2. Develop a system for obtaining and storing evidence of vaccination or clinical exemption. Acceptable evidence of vaccination is likely to be the same as that used for foreign travel. Evidence from the NHS APP, the NHS website or a letter/email from the NHS.
3. Make sure those gathering evidence or involved in recruitment understand the clinical exemptions. These are set out in the Green Book here and further guidance is awaited.
Our summary is that exemptions include:
- Allergic reactions - a prior systemic allergic reaction to the vaccine or prior allergic reaction to another mRNA based vaccine or similar reaction to another component of the vaccine including PEG
- Being acutely unwell or who have Covid-19 - The clinical evidence would only be valid for the period they remain unwell
- History of a previous episode of heparin-induced thrombocytopenia and thrombosis (HITT or HIT type 2)
- A clotting episode with concomitant thrombocytopaenia following the first dose of AstraZeneca vaccine
4. Consult with those staff who do not produce the requisite evidence in the next few weeks making clear that from the end of the grace period they will not be able to continue in their roles without the necessary evidence having been produced.
5. For those staff who cannot produce the evidence required, begin consultation about dismissal taking into account their relevant notice period. The discussions with staff should explore their reasons for objecting to the vaccine and whether they can be overcome. They should also explore alternatives to dismissal. Are there other roles where they would not be required to enter a care home? Bearing in mind the need to give contractual notice, which in some cases may be 12 weeks, some employees may need to be given notice in early August. Notice could be withdrawn if evidence of vaccination or exemption is subsequently produced.
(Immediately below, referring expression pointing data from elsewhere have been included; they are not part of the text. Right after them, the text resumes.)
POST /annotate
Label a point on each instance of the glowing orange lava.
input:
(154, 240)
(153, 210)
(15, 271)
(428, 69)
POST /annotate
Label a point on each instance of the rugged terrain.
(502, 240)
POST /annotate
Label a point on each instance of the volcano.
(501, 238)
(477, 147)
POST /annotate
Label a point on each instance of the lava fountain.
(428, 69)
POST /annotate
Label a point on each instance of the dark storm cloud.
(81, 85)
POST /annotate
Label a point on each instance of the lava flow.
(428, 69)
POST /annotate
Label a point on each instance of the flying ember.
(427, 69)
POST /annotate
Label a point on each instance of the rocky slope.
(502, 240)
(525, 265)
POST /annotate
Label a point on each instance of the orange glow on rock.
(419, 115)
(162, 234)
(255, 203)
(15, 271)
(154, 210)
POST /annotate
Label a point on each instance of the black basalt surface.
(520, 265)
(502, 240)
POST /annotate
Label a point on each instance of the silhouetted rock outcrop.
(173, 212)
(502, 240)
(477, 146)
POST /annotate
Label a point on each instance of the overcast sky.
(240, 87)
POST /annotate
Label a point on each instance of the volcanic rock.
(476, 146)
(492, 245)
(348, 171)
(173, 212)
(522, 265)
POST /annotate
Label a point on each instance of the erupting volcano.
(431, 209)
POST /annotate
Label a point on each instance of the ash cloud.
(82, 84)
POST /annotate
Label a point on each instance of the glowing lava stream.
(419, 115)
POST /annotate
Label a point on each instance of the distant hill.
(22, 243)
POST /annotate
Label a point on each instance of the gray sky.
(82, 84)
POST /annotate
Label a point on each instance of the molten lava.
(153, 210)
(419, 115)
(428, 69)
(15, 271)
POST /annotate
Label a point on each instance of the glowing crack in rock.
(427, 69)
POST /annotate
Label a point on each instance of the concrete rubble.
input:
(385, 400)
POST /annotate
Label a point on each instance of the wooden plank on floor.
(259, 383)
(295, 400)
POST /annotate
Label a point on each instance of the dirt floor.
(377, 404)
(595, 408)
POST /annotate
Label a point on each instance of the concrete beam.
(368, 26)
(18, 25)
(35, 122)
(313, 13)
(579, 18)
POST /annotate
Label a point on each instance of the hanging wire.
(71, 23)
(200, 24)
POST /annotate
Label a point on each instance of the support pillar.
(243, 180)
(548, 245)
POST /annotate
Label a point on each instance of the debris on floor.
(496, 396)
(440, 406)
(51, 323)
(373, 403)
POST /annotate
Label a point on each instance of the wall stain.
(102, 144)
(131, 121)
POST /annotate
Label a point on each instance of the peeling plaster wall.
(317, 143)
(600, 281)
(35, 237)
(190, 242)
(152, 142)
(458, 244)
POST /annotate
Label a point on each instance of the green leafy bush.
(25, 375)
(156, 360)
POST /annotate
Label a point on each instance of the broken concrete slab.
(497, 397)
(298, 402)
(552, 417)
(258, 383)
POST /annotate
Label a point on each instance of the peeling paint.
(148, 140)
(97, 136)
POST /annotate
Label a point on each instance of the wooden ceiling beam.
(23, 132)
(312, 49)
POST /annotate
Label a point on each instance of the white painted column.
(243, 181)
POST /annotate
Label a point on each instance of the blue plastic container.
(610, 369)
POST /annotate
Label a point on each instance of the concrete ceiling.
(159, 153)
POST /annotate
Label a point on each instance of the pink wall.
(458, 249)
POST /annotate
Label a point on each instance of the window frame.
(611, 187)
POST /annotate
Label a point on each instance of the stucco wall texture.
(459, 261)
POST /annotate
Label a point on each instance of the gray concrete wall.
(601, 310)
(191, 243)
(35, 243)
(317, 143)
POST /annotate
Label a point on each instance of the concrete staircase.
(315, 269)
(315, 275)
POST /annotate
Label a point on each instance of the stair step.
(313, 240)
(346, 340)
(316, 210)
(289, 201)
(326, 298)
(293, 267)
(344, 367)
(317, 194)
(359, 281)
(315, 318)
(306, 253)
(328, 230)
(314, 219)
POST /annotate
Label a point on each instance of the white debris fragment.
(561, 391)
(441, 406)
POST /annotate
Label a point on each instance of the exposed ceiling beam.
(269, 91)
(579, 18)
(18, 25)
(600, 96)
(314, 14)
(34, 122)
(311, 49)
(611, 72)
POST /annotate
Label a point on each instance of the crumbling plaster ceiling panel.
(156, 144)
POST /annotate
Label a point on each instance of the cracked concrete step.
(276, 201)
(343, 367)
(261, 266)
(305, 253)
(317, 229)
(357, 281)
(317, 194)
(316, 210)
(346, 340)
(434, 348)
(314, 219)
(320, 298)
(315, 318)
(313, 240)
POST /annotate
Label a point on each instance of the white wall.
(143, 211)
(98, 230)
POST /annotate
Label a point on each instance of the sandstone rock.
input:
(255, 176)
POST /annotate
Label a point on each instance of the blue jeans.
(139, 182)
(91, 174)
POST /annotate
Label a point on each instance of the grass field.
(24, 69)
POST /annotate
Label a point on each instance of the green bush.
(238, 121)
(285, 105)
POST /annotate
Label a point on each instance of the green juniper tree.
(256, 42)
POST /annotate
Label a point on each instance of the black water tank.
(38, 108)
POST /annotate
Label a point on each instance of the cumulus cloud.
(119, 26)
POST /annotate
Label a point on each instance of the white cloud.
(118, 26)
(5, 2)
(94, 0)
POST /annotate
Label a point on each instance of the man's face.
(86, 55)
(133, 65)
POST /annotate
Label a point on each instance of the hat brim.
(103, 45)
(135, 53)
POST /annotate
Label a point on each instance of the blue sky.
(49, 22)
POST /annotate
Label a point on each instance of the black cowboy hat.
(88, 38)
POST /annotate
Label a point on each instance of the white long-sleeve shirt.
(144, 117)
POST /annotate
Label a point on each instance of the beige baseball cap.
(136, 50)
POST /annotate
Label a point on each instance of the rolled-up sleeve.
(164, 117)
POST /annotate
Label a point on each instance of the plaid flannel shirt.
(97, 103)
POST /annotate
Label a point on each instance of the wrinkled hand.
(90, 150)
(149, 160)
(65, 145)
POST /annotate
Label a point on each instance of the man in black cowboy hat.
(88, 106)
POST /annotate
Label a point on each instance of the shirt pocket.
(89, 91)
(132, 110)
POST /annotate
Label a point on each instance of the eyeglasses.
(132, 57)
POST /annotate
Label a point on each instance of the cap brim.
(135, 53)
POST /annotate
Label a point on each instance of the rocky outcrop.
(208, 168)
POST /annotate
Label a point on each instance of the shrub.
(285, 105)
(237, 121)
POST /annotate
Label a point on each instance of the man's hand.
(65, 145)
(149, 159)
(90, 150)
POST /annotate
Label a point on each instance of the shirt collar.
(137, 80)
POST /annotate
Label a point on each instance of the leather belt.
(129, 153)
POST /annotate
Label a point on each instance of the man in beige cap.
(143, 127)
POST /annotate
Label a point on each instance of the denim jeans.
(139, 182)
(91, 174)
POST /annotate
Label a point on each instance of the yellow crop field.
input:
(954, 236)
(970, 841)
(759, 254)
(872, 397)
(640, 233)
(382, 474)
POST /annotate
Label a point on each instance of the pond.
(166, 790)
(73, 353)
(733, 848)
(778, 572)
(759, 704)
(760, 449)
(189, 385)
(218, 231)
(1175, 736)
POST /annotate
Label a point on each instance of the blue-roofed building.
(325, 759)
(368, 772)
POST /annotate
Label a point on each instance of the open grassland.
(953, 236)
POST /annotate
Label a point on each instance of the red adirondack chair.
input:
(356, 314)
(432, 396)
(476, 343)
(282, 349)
6. Implement a system for obtaining and storing evidence of vaccination for visitors to the care home and preventing anyone who is not exempt from entering the care home. The exemptions are:
- Service users residing in the premises
- Someone providing emergency assistance
- Someone carrying out urgent maintenance
- Someone carrying out duties as a member of the emergency services
- Friends or relatives of a service user who is or has been residing in the premises
- Someone visiting a service user who is dying
- Someone attending where it is reasonably necessary to provide comfort or support to a service user in relation to a service user's bereavement following the death of a friend or relative
- Someone under the age of 18
7. Update recruitment documentation so the vaccination requirement is clear from the outset so only staff who can comply apply and ensure any offers of employment are conditional on evidence being produced.
8. Ensure all employees will agree to have any booster vaccinations that may be required at a later date.
In light of the need for employers to act quickly to change their process, Anthony Collins Solicitors have produced a detailed toolkit with resources to enable care providers to quickly implement the steps necessary. For further detail contact firstname.lastname@example.org.
Care organisations have previously warned that compulsory vaccinations could cause significant difficulties in a sector that already struggles to recruit enough people.